El Cafetín Croché 17 (continuación)

El Cafetín Croché 17  (continuación)

El Croché mira hacia dentro, no tiene ventanales para mirar hacia fuera; busca su propio ser, sin tener que ver pasar a nadie, ni que nadie te mire al pasar. Tiene, eso si, puertas y ventanas que sólo tamizan la luz y cuyos cristales están decorados con el nombre del Croché u otros motivos grabados imitando a la técnica del ácido, ácido fluorhídrico que es el único que ataca al vidrio. Proceso antiguo y complicado, debiendo recubrir con betún la parte que no queremos dibujar, la que queda libre. En Madrid existieron maestros importantes de la técnica del vidrio, como Angel Jiménez Ochoa, nacido en el vecino pueblo de Guadarrama y talleres especializados en este noble arte decorativo tan en boga en tiendas, cafés y tabernas de finales del XIX y principios del XX. Gremio de artistas que se va perdiendo con las modernas técnicas de grabado del vidrio.

El Croché es de esos cafés en los que nunca pasa nada pero que en cualquier momento puede pasar algo imprevisto o al menos te imaginas que algo va a ocurrir. Es, como se decía del Gijón, el lugar que menos se liga del mundo, pero como la esperanza es lo último que se pierde…. Es un espacio acogedor pero inacabado en el tiempo. El Cafetín Croché tiene por derecho propio, el título y la condición del café intemporal, del café matritense, del café de estancias prolongadas, de tertulias, de amoríos o de citas clandestinas, del café de premios y de juegos de la oca o del parchís y en donde las conversaciones fluyen sin molestar, como de música de fondo se tratara, pero que no la escuchas, aunque notes su presencia y que siempre está ahí para acompañarte en tu propia soledad.

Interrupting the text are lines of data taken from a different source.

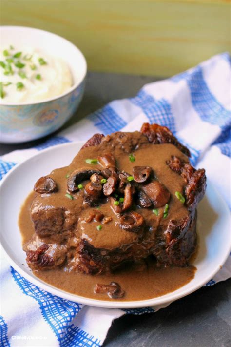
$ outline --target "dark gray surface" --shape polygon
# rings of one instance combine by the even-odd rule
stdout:
[[[90,73],[76,114],[65,127],[116,99],[135,96],[153,77]],[[0,154],[29,148],[47,138],[0,145]],[[116,320],[104,347],[231,347],[231,280],[202,288],[154,313]]]

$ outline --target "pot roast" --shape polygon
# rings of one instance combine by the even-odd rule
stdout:
[[[187,265],[206,186],[205,170],[190,156],[155,124],[95,135],[69,166],[35,184],[28,265],[97,275],[150,256],[157,266]]]

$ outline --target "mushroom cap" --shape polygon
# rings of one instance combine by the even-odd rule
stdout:
[[[135,211],[121,214],[119,219],[119,225],[121,229],[132,232],[138,231],[144,224],[143,216]]]
[[[99,174],[100,171],[97,169],[81,168],[75,170],[67,179],[67,189],[70,192],[74,192],[78,190],[78,184],[82,181],[89,179],[94,173]]]
[[[39,194],[54,193],[57,190],[56,183],[49,176],[43,176],[35,184],[34,190]]]
[[[134,181],[138,183],[146,182],[150,177],[152,171],[150,166],[134,166],[133,176]]]

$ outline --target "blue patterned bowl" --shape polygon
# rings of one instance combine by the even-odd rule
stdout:
[[[0,142],[26,142],[51,134],[69,119],[81,101],[87,73],[84,56],[65,39],[38,29],[2,26],[0,36],[2,46],[12,44],[19,47],[26,44],[49,55],[62,58],[68,63],[73,79],[70,89],[56,98],[19,104],[4,103],[4,100],[1,101]]]

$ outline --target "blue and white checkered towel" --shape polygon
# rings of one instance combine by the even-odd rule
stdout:
[[[148,122],[168,126],[189,148],[193,164],[206,168],[231,207],[231,78],[230,58],[224,53],[172,78],[147,84],[136,97],[110,102],[41,145],[4,156],[0,175],[50,146],[86,140],[96,132],[132,131]],[[122,310],[84,306],[39,289],[4,260],[1,263],[2,346],[100,346],[113,319],[163,307]],[[230,256],[206,286],[231,277],[231,265]]]

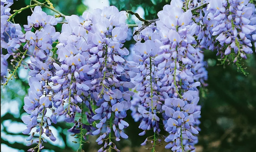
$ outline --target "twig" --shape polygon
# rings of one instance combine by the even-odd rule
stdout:
[[[144,23],[143,23],[143,26],[142,26],[142,27],[140,28],[139,29],[138,29],[137,30],[135,30],[135,32],[133,33],[133,36],[134,36],[138,34],[139,33],[140,33],[141,31],[142,30],[144,29],[146,27],[148,26],[149,25],[159,20],[159,19],[152,19],[151,20],[146,20],[147,22],[144,22]]]
[[[65,17],[66,16],[64,15],[63,14],[62,14],[61,12],[59,12],[58,11],[56,10],[56,9],[55,9],[48,6],[47,5],[45,5],[45,4],[44,4],[43,3],[40,3],[39,2],[37,1],[36,0],[32,0],[32,1],[33,1],[33,2],[34,2],[36,3],[37,4],[38,4],[39,5],[40,5],[40,6],[44,6],[44,7],[47,8],[47,9],[50,9],[52,10],[52,11],[53,11],[53,12],[59,14],[61,16],[62,16],[62,17]]]
[[[15,12],[12,14],[10,16],[10,17],[9,18],[9,19],[7,20],[7,22],[9,22],[12,19],[14,16],[15,16],[16,15],[17,15],[17,14],[20,13],[22,11],[25,10],[25,9],[27,9],[29,8],[33,8],[34,7],[37,6],[38,5],[37,4],[34,4],[33,5],[28,5],[26,6],[25,7],[23,7],[23,8],[21,8],[20,9],[19,9],[19,10],[13,10],[13,12]]]

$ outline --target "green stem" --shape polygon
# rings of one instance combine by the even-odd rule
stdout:
[[[107,71],[107,60],[108,59],[108,57],[107,56],[107,55],[108,54],[108,46],[106,46],[106,49],[105,49],[105,67],[106,67],[106,69],[105,70],[105,71],[104,71],[104,74],[103,75],[103,78],[102,78],[102,90],[101,90],[100,94],[101,94],[103,93],[103,92],[104,91],[104,88],[105,87],[105,85],[103,83],[103,81],[105,80],[105,78],[106,77],[106,71]]]
[[[27,49],[25,51],[25,53],[24,53],[24,54],[26,54],[26,53],[27,53]],[[15,68],[15,69],[14,70],[14,71],[13,71],[13,72],[12,72],[12,74],[11,74],[11,75],[10,75],[10,76],[8,78],[8,79],[7,79],[7,80],[6,80],[5,83],[3,85],[3,88],[5,88],[5,86],[7,85],[7,83],[8,83],[8,82],[10,80],[10,79],[11,79],[11,78],[12,78],[12,76],[15,73],[15,72],[16,72],[16,71],[17,71],[17,70],[18,69],[19,67],[20,66],[20,65],[21,65],[21,62],[22,61],[22,60],[23,60],[23,58],[22,57],[21,58],[20,60],[20,62],[19,62],[19,63],[18,64],[18,65],[17,65],[17,66],[16,66],[16,68]]]
[[[154,142],[153,143],[153,148],[152,148],[152,152],[155,152],[155,140],[156,140],[156,138],[155,138],[155,134],[155,134],[155,132],[154,132],[154,140],[154,140]]]
[[[151,95],[150,95],[150,97],[151,98],[151,106],[152,106],[152,110],[153,111],[154,109],[154,107],[153,107],[153,88],[152,88],[152,74],[151,73],[152,72],[151,63],[151,56],[149,57],[149,64],[150,65],[150,92]]]
[[[182,130],[181,129],[181,126],[180,126],[180,140],[181,142],[181,149],[182,149],[182,152],[183,152],[183,143],[182,142]]]
[[[176,47],[176,50],[177,50],[177,47]],[[178,91],[178,86],[177,86],[177,84],[176,84],[176,70],[177,69],[177,67],[176,66],[176,63],[177,62],[177,58],[175,58],[175,66],[174,67],[174,76],[173,77],[173,81],[174,81],[174,85],[175,85],[175,89],[176,89],[176,92],[177,92],[177,93],[178,94],[178,95],[179,97],[180,97],[180,98],[182,98],[183,97],[181,95],[180,93],[179,93],[179,92]]]
[[[33,5],[28,5],[25,7],[21,8],[19,10],[14,10],[13,12],[15,12],[10,16],[9,19],[8,19],[7,21],[9,22],[17,14],[20,13],[20,12],[23,11],[24,11],[25,9],[27,9],[29,8],[33,8],[36,6],[37,6],[37,5],[38,5],[38,4],[36,4]]]
[[[109,143],[110,143],[111,142],[111,129],[112,129],[112,119],[113,119],[113,115],[112,114],[112,112],[111,112],[111,115],[110,116],[110,120],[109,121],[109,128],[110,129],[110,132],[109,133]],[[111,151],[111,145],[109,146],[109,148],[108,149],[108,150],[109,152]]]
[[[78,149],[78,150],[80,149],[82,150],[82,138],[83,138],[83,105],[84,104],[84,102],[82,102],[82,107],[81,107],[81,110],[82,110],[82,112],[81,113],[81,124],[80,124],[80,130],[81,131],[81,133],[80,133],[80,146],[79,146],[79,148]]]
[[[53,12],[59,14],[61,16],[62,16],[62,17],[66,17],[66,16],[64,15],[63,14],[62,14],[61,12],[59,12],[58,11],[56,10],[56,9],[53,9],[53,8],[52,8],[51,7],[50,7],[48,6],[47,5],[46,5],[45,4],[44,4],[43,3],[40,3],[40,2],[38,2],[36,0],[31,0],[32,1],[33,1],[33,2],[34,2],[36,3],[37,4],[38,4],[38,5],[39,5],[40,6],[44,6],[44,7],[46,8],[47,8],[47,9],[50,9],[50,10],[52,10],[52,11],[53,11]]]
[[[94,107],[94,104],[93,103],[93,100],[92,98],[91,98],[91,102],[92,103],[92,104],[91,105],[92,105],[91,106],[92,107],[92,111],[94,113],[95,113],[94,112],[95,111],[95,107]],[[95,126],[96,126],[96,122],[95,121],[93,122],[93,123],[92,123],[92,126],[94,127],[95,127]]]
[[[70,82],[70,87],[71,86],[71,85],[72,85],[72,81],[73,81],[73,74],[72,73],[72,76],[71,77],[71,81]],[[69,105],[70,105],[70,102],[71,102],[71,88],[69,88],[69,105],[68,105],[68,114],[69,115],[69,112],[70,112],[70,111],[69,110],[69,107],[70,107]]]
[[[43,130],[43,121],[44,120],[44,109],[45,109],[45,107],[44,107],[44,109],[43,110],[43,116],[42,116],[42,118],[41,119],[41,124],[40,124],[40,125],[41,125],[41,129],[40,130],[40,133],[39,135],[39,142],[38,143],[38,145],[37,145],[38,146],[38,150],[37,150],[37,152],[40,151],[40,147],[39,147],[39,145],[40,145],[40,143],[41,142],[41,136],[42,134],[42,131]]]

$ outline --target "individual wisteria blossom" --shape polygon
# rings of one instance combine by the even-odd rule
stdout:
[[[20,44],[19,36],[22,35],[21,27],[18,24],[14,24],[8,21],[11,15],[9,7],[13,3],[13,0],[1,1],[1,80],[4,79],[7,72],[8,63],[6,60],[10,56],[19,58],[20,54],[15,53]],[[3,49],[7,50],[3,50]],[[22,56],[21,56],[21,57]],[[2,67],[3,68],[2,68]]]

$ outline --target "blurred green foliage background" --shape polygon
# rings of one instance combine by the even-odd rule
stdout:
[[[44,2],[44,1],[39,1]],[[146,19],[155,19],[157,14],[165,4],[169,4],[167,0],[51,0],[55,9],[67,15],[75,14],[81,15],[84,11],[91,11],[96,8],[113,5],[119,10],[131,10],[139,13]],[[12,10],[19,9],[29,5],[30,0],[15,1]],[[49,14],[54,12],[43,8]],[[17,15],[16,22],[21,25],[27,23],[27,16],[31,14],[27,9]],[[129,23],[134,24],[135,18],[130,16]],[[60,31],[61,25],[56,28]],[[130,39],[126,43],[129,48],[135,41]],[[235,66],[230,64],[218,66],[220,63],[216,53],[206,50],[204,52],[205,60],[208,64],[208,86],[201,89],[199,104],[202,106],[201,130],[199,136],[199,142],[196,145],[197,151],[246,152],[255,151],[256,144],[256,53],[248,55],[243,61],[246,71],[249,73],[247,76],[237,71]],[[27,71],[21,67],[18,78],[10,81],[4,89],[1,88],[1,152],[27,151],[27,136],[21,131],[25,128],[21,117],[26,114],[23,109],[23,99],[27,94],[28,85]],[[123,152],[149,151],[141,147],[140,143],[145,136],[138,135],[141,131],[138,128],[139,122],[134,122],[128,112],[126,120],[130,126],[126,132],[129,136],[127,140],[119,142],[118,147]],[[42,152],[76,151],[78,144],[72,142],[75,139],[70,136],[67,129],[72,125],[64,123],[53,126],[56,129],[55,142],[49,141],[44,145]],[[55,135],[56,133],[57,134]],[[96,137],[91,137],[92,141],[85,144],[85,151],[97,151],[99,148],[93,142]],[[164,143],[164,142],[163,143]],[[164,146],[158,147],[159,151],[171,151]]]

Y aquí sentado sobre sus divanes rectos, empalados y algo tristes por el tono marrón oscuro de su terciopelo, he pasado revista y he recordado sentado algunas anécdotas que ocurrieron en este Cafetín.

Parece que todavía estoy viendo entrar a un personaje inefable al que llamaban “mi caballo murió”, hombre a unas gafas pegado, perfectamente pertrechado de ropa para cabalgar por los prados, laderas y hasta montañas escurialenses, con botas altas casi espejos azogados en negro, por su limpieza y pulcritud y de empaque algo anticuado.

  • Qué, ¿vienes de montar?
  • No he podido pues mi caballo está enfermo.

A los dos o tres días y casi siempre con mala intención, alguien le preguntaba:

–   ¿Por donde has montado hoy?.

  • Fui a la Herrería para montar pero el caballo tenía una pata algo estropeada y además ha pasado una mala noche.

Nunca se le vio sobre ningún penco y si se apura algo mas, cuando se subía a un burro, si es que alguna vez lo hizo, seguro que lo tiró del jergón al ver a tal guisa montado sobre su lomo. De ahí su mote de “mi caballo murió”.